United States
I don't know if you'd call these guys miners, but they were digging a tunnel: the Midtown Tunnel under the East River in New York to connect Manhattan with Queens. LIFE photographer Carl Mydans captured this view of them in the locker room in 1939.
At least the New York workers could go home to houses or apartments with running water. In 1946, Milong Bond, above, tipple worker at the Mullens Mine in Harmco, West Virginia, is seen taking a bath in a washtub in this photo by Russell Lee. The mine didn't provide showers for the workers, and the company-owned housing didn't even have running water.
However, other mines had showers, like the bath house at a mine in Monongah, West Virginia in this undated photo.

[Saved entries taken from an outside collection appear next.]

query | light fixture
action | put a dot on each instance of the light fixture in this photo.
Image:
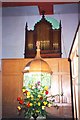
(37, 64)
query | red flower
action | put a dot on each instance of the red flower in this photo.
(46, 92)
(41, 98)
(19, 98)
(28, 105)
(21, 102)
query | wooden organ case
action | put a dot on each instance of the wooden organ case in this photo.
(50, 40)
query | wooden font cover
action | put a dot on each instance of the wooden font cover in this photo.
(50, 40)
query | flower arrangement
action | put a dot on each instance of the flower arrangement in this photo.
(35, 100)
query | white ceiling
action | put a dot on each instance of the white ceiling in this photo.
(39, 1)
(33, 10)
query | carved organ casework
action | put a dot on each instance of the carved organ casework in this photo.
(50, 40)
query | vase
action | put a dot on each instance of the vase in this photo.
(35, 116)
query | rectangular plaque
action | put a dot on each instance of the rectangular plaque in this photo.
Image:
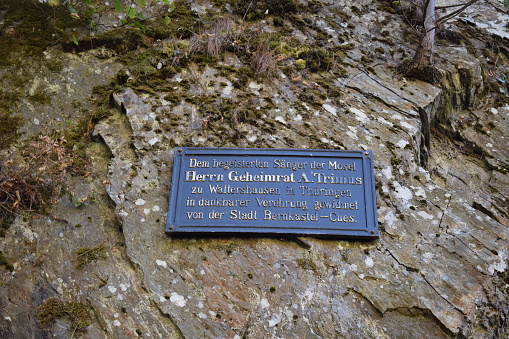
(273, 191)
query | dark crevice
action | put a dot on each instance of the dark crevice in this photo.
(425, 313)
(484, 210)
(168, 316)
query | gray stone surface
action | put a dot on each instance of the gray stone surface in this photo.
(438, 270)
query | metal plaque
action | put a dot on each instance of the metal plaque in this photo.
(273, 191)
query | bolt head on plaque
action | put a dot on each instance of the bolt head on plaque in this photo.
(272, 191)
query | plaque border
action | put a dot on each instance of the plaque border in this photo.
(369, 232)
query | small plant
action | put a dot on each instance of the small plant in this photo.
(86, 255)
(75, 312)
(213, 40)
(132, 12)
(264, 62)
(30, 178)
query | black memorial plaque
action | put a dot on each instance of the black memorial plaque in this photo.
(273, 191)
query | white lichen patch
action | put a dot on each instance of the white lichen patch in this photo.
(402, 143)
(402, 193)
(387, 172)
(359, 115)
(276, 319)
(280, 119)
(264, 303)
(153, 141)
(178, 300)
(425, 215)
(500, 265)
(162, 263)
(331, 109)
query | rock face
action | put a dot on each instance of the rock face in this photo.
(438, 270)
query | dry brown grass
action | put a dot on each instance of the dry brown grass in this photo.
(264, 61)
(29, 178)
(213, 40)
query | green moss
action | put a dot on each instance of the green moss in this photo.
(86, 255)
(307, 264)
(257, 9)
(75, 312)
(9, 126)
(32, 27)
(5, 263)
(40, 97)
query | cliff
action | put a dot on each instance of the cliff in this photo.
(101, 119)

LIFE photographer Francis Miller took photos of miners showering in Du Quion, Illinois in 1950. Here a miner is washing his buddy's back. That's nice, but could you turn a little so we can see you better?
Perfect.
Another LIFE photographer, Grey Villet, did a photo series on a United Mine Workers election. Campaigners buttonholed miners anywhere they could find them, including this changing room. But can you buttonhole someone who has no button holes because he's naked?
We close with this 1993 photo of a miner in Alabama. He has the classic dirty face of a coal miner at the end of his shift. His dirty dick and balls, however, makes me wonder what else he was doing down there.
2 comments:
I think it must be one of the worst jobs in the world!
Not so bad, provided one has lived a full life without regrets.